Top Nav Breadcrumb

The end of marking? The case for (and against) Comparative Judgement

Proudly telling the world about innovations at the IB in our 50th anniversary year

By Antony Furlong

Consider the following question:

On a scale of 1-10, how lifelike are each of the following drawings of an elephant?

Elephant A*

Elephant B**

If I asked this question to a room full of people, I’d probably get a wide range of answers for each elephant. Maybe you think elephant A’s a 2 but the person sat next to you thinks it’s a 3. I’d award elephant B a 9, but any art critic in the room might have different expectations for what a 9 would look like.
The reason why we’d get such a range of numbers is really quite simple. Whether it’s how lifelike a drawing of an elephant is, how scary the last horror movie you saw was or how good a theory of knowledge (TOK) essay is, humans find it difficult to assign and agree on absolute values for things.

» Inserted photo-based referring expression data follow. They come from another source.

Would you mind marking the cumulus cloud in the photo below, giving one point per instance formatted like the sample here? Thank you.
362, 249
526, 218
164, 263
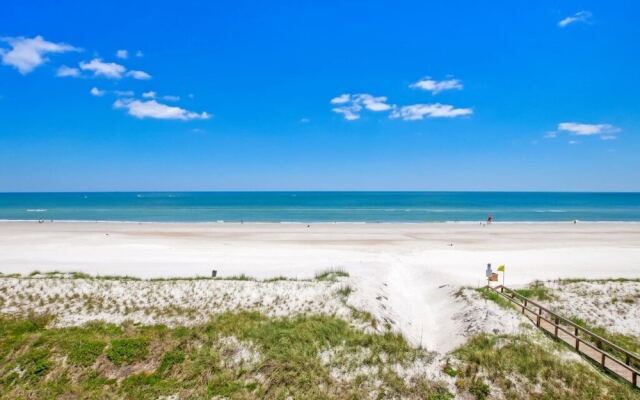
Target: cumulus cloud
580, 16
100, 68
64, 72
97, 92
351, 105
343, 98
141, 75
581, 129
124, 93
153, 109
417, 112
436, 87
26, 54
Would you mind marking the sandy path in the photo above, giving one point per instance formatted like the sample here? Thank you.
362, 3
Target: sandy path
407, 264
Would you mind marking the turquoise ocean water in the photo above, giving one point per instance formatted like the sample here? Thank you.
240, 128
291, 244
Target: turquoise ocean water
321, 206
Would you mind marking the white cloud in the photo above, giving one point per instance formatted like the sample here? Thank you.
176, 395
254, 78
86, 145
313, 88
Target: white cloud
352, 104
580, 16
417, 112
141, 75
97, 92
155, 110
65, 71
436, 87
343, 98
100, 68
124, 93
580, 129
28, 53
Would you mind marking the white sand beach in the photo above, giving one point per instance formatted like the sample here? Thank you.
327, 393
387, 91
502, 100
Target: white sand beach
404, 273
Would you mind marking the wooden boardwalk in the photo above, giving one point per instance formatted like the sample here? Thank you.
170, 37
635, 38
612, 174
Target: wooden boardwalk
610, 356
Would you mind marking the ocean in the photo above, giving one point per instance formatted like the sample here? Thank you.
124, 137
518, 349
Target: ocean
372, 207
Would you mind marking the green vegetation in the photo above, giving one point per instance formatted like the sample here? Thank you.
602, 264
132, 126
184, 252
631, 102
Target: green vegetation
331, 274
627, 342
84, 352
536, 291
522, 368
489, 294
128, 350
100, 360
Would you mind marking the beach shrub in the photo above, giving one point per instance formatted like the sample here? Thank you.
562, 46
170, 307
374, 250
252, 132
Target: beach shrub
331, 274
525, 368
84, 352
128, 350
195, 362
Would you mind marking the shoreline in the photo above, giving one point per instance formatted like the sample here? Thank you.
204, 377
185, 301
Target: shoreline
563, 222
413, 267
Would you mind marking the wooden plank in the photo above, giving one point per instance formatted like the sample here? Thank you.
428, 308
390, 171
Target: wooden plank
594, 351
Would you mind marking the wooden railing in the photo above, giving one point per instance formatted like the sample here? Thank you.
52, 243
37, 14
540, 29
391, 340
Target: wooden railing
609, 355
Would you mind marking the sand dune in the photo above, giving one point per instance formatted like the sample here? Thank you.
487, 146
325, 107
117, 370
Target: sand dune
413, 267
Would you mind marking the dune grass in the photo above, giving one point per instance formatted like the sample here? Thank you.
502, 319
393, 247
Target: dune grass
103, 361
522, 368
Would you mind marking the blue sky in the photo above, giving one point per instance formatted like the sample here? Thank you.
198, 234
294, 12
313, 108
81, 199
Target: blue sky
331, 95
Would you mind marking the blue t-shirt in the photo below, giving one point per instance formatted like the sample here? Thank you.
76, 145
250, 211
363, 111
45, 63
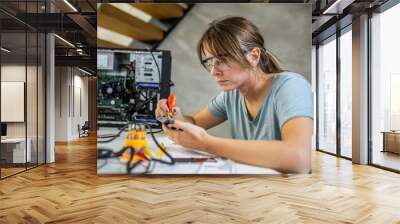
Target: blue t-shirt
289, 96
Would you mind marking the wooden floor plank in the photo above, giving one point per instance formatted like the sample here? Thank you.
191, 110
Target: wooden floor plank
69, 191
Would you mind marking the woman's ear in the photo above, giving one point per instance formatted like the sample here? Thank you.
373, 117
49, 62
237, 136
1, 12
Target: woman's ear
254, 57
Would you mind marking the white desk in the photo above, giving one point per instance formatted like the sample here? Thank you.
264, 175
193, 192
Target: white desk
17, 146
221, 166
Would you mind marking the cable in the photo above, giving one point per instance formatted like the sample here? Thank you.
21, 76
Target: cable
112, 137
162, 149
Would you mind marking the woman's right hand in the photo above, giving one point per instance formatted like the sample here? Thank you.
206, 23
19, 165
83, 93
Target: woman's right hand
162, 109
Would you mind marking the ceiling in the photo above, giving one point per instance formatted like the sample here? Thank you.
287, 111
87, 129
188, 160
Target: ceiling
73, 21
137, 25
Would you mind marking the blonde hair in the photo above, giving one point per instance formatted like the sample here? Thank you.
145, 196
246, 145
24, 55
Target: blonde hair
233, 37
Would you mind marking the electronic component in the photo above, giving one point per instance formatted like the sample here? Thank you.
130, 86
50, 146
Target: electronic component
130, 83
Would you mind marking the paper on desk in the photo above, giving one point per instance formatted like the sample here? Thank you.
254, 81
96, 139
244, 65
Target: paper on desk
178, 151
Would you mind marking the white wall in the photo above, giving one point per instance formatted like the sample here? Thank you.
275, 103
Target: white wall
70, 83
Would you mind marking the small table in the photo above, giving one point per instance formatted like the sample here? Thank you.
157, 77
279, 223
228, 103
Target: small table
391, 141
215, 166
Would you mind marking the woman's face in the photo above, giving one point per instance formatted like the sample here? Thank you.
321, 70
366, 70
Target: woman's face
228, 74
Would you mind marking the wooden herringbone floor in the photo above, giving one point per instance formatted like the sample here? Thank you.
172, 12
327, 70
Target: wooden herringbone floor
69, 191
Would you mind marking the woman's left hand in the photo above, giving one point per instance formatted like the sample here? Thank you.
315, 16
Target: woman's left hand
188, 135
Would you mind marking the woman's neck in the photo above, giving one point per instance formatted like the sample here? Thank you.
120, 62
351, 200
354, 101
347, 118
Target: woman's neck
256, 88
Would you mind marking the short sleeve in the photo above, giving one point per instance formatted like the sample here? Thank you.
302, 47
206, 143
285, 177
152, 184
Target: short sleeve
294, 98
217, 105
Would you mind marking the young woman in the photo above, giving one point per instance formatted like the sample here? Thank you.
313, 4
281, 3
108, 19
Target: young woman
269, 110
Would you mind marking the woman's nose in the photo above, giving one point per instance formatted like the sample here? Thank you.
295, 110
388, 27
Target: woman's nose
215, 71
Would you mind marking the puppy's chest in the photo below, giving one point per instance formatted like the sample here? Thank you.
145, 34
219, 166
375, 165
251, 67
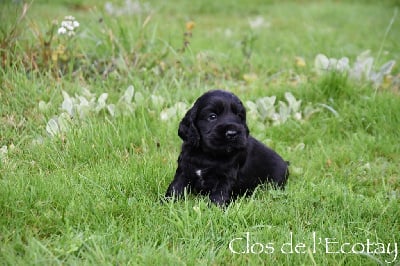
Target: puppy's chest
207, 177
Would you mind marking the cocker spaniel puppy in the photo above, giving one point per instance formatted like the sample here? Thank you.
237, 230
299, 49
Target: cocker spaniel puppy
219, 158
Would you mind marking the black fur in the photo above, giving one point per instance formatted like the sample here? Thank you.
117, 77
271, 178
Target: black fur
219, 158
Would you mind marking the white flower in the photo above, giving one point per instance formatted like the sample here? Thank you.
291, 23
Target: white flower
62, 31
68, 26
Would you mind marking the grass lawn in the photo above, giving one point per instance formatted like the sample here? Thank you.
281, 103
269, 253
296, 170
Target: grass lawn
89, 116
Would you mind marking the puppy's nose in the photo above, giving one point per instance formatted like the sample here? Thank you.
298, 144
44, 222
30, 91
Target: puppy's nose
231, 134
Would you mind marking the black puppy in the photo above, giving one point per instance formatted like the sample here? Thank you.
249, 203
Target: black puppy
219, 157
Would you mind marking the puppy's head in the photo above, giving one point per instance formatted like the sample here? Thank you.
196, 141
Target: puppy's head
216, 123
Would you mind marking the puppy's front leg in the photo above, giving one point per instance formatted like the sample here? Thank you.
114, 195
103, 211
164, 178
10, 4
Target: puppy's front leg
178, 185
221, 194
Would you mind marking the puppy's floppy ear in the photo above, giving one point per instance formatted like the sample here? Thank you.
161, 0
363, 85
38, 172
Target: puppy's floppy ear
187, 128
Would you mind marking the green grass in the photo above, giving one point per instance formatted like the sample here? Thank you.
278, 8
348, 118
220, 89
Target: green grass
92, 194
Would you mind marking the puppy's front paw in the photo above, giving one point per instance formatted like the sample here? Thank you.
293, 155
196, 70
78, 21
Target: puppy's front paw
219, 199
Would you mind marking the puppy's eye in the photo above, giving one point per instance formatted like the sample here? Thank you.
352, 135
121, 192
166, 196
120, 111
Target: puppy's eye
212, 117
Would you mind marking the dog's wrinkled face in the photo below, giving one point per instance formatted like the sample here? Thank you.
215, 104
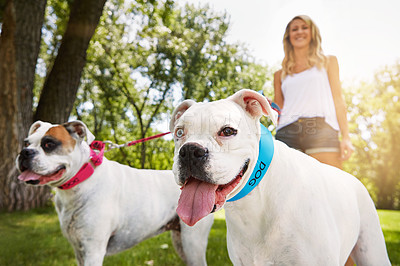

But when we mark student work, this is precisely what we have to do.

It is therefore perhaps no surprise that reliability is such a fiercely discussed topic within the assessment community. Here at the IB, as well as at other awarding organisations, a great deal of time and effort is invested in ensuring that our processes lead to a high level of examiner agreement.

Now, if I were to change the original question to the following, much simpler question:

Which of the two drawings of an elephant is more lifelike?

We would expect almost unanimous agreement.

It is this very simple idea that is the driving force behind Comparative Judgement (CJ). With CJ, examiners are repeatedly given pairs of candidate work and simply asked to decide which of the two is ‘better’. These judgements are then combined to create a scaled rank order, which can then be converted into ‘marks’ should we so wish.  Gone is the need to worry about harshness or leniency or whether something is an 8, a 9 or a 10; all that matters is understanding what ‘better’ looks like.

As well as examiners having a much simpler task, each piece of work is looked at by several different people, making the process much more consensus-driven and considerably lessening the impact that one examiner’s opinion will have on a candidate’s final grade. It is therefore not surprising that CJ has been found to be very reliable in many different contexts.

Because of the nature of the judgements being made, a strong argument can also be made that CJ will lead to more valid results than traditional marking. During my time at the IB, I’ve sat in a number of meetings where marking has been taking place and on several occasions I’ve heard examiners say things like ‘X is the better candidate, but actually Y does better against the marking criteria’. This problem disappears with CJ.

In CJ, examiners are typically asked to make a holistic judgement about which piece of work shows a better understanding of a certain concept or construct without having to worry about how well each piece of work matches a set of marking criteria. Therefore, CJ allows us to assess whatever it is we are trying to assess directly, rather than assessing a fixed and imperfect compartmentalisation of it that can easily be explained within a markscheme or set of marking criteria. This freedom could in turn allow those involved in designing assessments to create more open and interesting tasks without having to worry about what the markscheme that accompanies it will look like.

It is however, not all good news. As mentioned above, a large number of judgements have to be made for each piece of work, which makes it a close call as to whether it is even feasible for the IB. Furthermore, teacher and examiners, whilst generally reacting positively to CJ, have expressed concerns about what feedback to students and Enquiry upon Results would look like, along with the difficulty in explaining how a final ‘mark’ is arrived at. Whilst these are perfectly legitimate concerns, it is hard to understand at this stage whether they are ‘dealbreakers’, challenges to the IB to alter our procedures to suit the process or drawbacks that are tolerable given the potential advantages (please do leave a comment below if you have an opinion).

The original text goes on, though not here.